私はついこの前まで渉が好きだったんだよね。でも今は、翔のことしか考えていない。
あんなに好きだったのに、もう既にその気持ちはなくなっている。
今、考えてみると渉とは喧嘩らしい喧嘩なんてしたことなかった。対照的に翔とは、くだらない喧嘩口調ばかりしてる。それが楽しいから、翔だけは失いたくないって本気で思ってる。

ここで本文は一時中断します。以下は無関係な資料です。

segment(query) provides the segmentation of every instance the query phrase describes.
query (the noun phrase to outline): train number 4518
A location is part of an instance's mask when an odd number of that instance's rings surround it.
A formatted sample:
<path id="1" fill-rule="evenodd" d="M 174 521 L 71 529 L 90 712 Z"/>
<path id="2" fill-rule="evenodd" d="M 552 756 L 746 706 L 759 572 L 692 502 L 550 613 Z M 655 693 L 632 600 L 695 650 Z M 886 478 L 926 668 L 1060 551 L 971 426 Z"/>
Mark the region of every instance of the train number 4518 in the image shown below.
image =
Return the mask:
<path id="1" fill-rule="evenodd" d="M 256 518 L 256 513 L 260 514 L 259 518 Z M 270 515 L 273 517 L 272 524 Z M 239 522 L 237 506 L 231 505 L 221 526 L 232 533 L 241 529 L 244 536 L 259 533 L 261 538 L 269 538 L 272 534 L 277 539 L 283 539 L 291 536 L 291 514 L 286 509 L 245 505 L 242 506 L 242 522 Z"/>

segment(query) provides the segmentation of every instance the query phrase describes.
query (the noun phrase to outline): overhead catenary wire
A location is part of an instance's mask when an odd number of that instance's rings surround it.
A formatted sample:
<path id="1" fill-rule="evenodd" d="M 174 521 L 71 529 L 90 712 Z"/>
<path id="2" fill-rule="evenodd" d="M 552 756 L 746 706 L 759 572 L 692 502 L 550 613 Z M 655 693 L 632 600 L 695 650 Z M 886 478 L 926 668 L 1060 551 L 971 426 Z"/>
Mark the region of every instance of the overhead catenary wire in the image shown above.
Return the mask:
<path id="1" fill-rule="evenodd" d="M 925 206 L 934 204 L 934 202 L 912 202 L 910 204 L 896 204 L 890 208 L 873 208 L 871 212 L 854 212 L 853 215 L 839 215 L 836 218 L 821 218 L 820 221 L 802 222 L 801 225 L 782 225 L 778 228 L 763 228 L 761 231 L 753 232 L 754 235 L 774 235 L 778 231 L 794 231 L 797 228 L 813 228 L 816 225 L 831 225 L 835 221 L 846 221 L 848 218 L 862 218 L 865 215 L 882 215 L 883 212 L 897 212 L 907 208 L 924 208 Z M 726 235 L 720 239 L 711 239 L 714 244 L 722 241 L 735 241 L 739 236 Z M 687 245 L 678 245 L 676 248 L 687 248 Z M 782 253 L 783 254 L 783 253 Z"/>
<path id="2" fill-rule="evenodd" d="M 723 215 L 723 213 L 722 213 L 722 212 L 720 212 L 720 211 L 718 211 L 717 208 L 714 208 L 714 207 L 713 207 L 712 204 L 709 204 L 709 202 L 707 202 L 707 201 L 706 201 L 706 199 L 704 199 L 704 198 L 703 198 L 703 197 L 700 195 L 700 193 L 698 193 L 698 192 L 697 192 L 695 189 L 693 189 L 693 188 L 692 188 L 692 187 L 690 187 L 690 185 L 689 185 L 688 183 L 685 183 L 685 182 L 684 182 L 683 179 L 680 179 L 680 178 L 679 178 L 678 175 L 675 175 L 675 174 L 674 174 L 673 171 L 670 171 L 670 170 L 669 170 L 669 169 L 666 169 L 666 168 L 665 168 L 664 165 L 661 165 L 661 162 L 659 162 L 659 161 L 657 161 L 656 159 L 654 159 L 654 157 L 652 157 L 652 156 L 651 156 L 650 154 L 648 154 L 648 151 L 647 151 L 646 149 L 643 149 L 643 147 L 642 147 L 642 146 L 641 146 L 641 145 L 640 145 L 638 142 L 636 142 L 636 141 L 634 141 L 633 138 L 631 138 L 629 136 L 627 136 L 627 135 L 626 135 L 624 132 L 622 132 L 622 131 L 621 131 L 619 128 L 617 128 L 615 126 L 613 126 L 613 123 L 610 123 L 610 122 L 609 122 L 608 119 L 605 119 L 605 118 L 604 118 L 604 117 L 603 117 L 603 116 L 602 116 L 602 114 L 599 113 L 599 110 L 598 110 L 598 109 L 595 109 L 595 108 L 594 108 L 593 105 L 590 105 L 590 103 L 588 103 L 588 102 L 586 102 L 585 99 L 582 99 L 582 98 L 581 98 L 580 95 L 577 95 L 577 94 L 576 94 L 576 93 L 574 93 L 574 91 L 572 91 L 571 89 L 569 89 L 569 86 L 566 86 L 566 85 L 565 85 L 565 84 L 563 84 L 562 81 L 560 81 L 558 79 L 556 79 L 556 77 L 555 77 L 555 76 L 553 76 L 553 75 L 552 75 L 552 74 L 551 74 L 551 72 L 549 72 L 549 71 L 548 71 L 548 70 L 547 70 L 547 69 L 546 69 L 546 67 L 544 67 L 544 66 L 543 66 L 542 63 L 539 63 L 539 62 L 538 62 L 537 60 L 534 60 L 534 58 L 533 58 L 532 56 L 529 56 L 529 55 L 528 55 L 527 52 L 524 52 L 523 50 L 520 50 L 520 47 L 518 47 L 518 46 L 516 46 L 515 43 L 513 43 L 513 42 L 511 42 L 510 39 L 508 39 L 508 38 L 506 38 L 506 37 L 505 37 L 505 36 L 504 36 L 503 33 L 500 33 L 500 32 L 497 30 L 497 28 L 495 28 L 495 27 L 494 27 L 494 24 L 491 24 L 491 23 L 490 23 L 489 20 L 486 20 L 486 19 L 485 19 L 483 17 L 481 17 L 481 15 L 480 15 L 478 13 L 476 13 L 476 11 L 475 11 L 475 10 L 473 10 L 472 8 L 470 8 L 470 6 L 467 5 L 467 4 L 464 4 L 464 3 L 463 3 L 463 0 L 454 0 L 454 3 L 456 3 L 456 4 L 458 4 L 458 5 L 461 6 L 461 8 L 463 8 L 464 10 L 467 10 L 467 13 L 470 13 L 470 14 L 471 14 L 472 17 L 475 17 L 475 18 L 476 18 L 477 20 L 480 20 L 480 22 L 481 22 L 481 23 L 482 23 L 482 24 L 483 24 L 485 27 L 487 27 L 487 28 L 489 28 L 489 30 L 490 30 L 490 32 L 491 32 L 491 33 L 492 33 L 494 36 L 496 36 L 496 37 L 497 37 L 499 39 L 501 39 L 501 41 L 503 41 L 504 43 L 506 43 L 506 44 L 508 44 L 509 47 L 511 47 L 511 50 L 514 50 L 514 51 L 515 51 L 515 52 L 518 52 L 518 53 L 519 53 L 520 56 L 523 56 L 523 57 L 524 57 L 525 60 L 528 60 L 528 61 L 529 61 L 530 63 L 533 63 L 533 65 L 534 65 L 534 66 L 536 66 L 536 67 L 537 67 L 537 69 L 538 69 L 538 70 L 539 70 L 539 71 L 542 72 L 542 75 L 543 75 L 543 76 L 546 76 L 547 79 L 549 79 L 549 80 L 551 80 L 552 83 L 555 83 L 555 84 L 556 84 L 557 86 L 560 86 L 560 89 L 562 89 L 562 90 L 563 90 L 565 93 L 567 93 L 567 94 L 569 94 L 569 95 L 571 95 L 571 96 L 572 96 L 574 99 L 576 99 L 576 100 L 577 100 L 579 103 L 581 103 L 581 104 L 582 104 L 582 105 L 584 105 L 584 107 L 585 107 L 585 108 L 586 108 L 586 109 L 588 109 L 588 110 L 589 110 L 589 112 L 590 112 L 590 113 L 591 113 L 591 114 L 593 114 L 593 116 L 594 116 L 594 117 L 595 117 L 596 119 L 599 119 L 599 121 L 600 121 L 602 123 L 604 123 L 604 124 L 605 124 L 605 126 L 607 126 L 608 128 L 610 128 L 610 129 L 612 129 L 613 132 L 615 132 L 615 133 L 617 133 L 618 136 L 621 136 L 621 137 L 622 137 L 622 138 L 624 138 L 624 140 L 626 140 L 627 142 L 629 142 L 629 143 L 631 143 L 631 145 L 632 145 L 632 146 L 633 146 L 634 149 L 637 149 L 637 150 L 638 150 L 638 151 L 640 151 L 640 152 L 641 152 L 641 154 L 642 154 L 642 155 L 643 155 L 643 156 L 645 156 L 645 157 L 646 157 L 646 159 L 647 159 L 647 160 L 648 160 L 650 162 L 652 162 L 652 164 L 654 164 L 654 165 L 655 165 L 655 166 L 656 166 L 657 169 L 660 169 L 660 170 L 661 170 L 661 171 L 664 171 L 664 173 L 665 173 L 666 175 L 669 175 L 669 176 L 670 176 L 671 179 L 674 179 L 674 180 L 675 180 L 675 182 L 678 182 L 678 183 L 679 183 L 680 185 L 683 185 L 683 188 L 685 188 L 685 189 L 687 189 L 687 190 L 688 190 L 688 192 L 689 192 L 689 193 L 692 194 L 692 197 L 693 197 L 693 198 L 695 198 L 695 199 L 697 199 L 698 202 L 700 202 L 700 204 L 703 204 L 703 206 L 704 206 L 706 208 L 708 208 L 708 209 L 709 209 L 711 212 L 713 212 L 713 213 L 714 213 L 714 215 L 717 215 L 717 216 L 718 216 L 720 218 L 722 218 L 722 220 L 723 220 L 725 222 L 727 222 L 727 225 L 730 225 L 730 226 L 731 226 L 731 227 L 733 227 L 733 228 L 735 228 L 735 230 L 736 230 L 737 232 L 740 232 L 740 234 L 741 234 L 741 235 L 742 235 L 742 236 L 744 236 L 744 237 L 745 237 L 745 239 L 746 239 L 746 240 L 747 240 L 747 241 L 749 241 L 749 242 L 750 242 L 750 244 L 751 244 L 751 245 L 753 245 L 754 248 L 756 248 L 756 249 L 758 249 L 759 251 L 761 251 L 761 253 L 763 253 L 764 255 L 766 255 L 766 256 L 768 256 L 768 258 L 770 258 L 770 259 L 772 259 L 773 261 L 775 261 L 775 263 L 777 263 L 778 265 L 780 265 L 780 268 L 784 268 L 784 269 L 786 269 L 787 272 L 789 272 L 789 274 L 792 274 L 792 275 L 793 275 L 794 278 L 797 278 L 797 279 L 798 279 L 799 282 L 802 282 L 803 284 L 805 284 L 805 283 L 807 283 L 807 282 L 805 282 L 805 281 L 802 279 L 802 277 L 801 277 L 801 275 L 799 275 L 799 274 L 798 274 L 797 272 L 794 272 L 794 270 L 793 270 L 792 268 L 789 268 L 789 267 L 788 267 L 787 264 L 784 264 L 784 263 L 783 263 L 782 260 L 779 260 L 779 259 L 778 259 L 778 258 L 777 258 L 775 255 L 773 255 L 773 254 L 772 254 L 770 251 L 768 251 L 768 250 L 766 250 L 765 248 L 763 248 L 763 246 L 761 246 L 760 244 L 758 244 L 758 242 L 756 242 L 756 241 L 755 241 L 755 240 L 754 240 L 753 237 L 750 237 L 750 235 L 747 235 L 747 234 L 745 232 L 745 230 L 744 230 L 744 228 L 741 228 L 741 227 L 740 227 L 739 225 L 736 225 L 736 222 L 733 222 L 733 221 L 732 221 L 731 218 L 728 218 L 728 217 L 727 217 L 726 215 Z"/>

私は今なら胸を張って言える。『翔が好きだって』渉が帰ってから間も無く翔がやって来た。
「絵理、さっきの男は誰なんだよ」
「元カレ。この忘れ物を届けに来ただけだから」
私は渉が持ってきた『オルゴール』を見せた。
「やり直したいとかは言われてない?」
「うん、だって翔と再会する一ヶ月前に別れたばかりだし、それは絶対に有り得ないかな。他に好きな人が出来たって言われてフラレたんだから」
「そうか……良かった。お前、俺がヤキモチ焼きだって知らないだろう」
「うん、知らない。もしかして妬いてるの」
「スッゲー妬いてる」
翔が妬いてくれるなんて、なんだか嬉しかった。そして少しふてくされた表情をしている。
「しょうがないから、キス一回で許してやるよ」
「分かった」
私は自分から翔にキスをした。
「ねぇ翔、これで満足してくれた」
「全然足りねえけど、まぁ良いや。俺は絵理のこと離さないから」
「私も翔だけだよ」
そして今度は翔がさっきよりも深いキスをしてきて、私達はずっと一緒にいる約束をした。翔の言う通り、この再会は運命だったんだ。